Pixmap rendering and graphics y-flip (Days 13, 22–23). Day 13 built
the PixelBuffer plus DrawTarget foundation and made CopyArea work
across all five spec variants. The y-flip gotchas surfaced on Days 22
and 23 (the horizontal scrollbar thumb shadow, then the pixmap-writer
needing a counter-flip). Day 23 wrote the y-flip primer doc plus an
asymmetric-source orientation test that every new graphics op now has
to pass.
Capture v1 → v2 (Days 1–2, 19–20, 25–27). Day 1 was the framer plus the CLI proxy. Day 2 was replay and the corpus round-trip. Day 19 was the v2 architecture push (CaptureSink protocol, SessionCapture, Listener byte tee, and the SwiftUI app skeleton). Day 20 unified it into one binary. Days 25–27 were the decoder coverage push: SwiftXCaptureUI as a shared library, the 6-step Record wizard, framer Phase 1, the extension dumper registry, and the type-aware decoders for keysyms / modifiers / ICCCM / Motif / RENDER / XKB / XInput.
Where it landed on Day 30
Working server with display-adaptive integer scaling, anti-aliased font
rendering through Core Text, ICCCM 4.1.5 WM emulation, the SHAPE
extension, optional Motif window frames, multi-client and multi-session,
remote app launching from vintage Suns, server-side and client-side
session capture with a decoded chrono viewer, and x11perf -all clean.

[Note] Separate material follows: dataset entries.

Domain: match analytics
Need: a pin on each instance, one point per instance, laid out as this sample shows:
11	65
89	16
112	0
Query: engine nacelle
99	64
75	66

Live X clients running so far: xterm, xcalc, xeyes, xclock, oclock,
quickplot, dtcalc, dtterm, dthelpview, dtpad, dticon, and a long tail of
smaller tools.
What’s still rough is its own list. The challenge was whether 30 days was enough to get a real X server I could use day to day. The answer turned out to be yes.
Total time: roughly 205 hours over 28 working days. About five and a half standard workweeks of focused effort, spread across the calendar month.